Housman and coworkers found some methylation differences that seemed to associate with morphology in their samples. But these were small effects that they could not separate from other possible influences (genetic and environmental differences). I would add that the small sample sizes in the study (only 4 chimpanzees, for example) make it possible that the observed effects might be spurious effects of small samples.

When they looked between species, Housman and colleagues found differences in methylation, similar to Gokhman and coworkers in this new study. Some of those differences in methylation are near genes that matter to skeletal form. Gokhman and coworkers found the same thing for Denisovans and Neanderthals. But in the living primates, the methylation differences actually did not correlate well to the phylogenetic relationships of the primate species. While Housman and coworkers suggest that the methylation differences between species might make some difference to the evolution of their traits, they did not try to predict what those differences were. That’s very reasonable considering the lack of clear signatures within species and the small proportion of the genome included in these regions with different methylation.

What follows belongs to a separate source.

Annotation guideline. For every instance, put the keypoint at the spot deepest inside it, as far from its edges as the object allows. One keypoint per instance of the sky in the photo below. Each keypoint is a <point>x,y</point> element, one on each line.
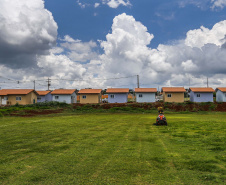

What I think: Studying methylation differences is a promising avenue of research, but we are a long way from understanding how differences in methylation may relate to differences in the skeleton. It is important to match like with like – in the Housman study, the methylation of femur bone cells was used to study femur form.

It’s not outlandish to think that the pattern of methylation across promoters in the genome might give a clue about morphology. But there are huge gaps in our knowledge. And there are things we know about methylation in bone that this study doesn’t seem to represent. Those make me skeptical that this study is doing much more than presenting an interesting hypothesis.

I’ve seen a number of geneticists quoted in news stories, saying that now paleoanthropologists will have to test what methylation has told us about Denisovan morphology. That’s only partly correct. A test with paleontology cannot be valid until comparative evidence supports the proposed mechanism connecting differential methylation to morphology—remember, based here upon indirect functional inference for only 2.2 genes per trait.

But if we’re looking for a paleontological test, the Xiahe mandible may already provide one. Gokhman and coworkers predict that the Denisovan dental arch should be longer than modern humans and also longer than Neandertals. The Xiahe mandible, with its complete M3 agenesis, does not have a long dental arch.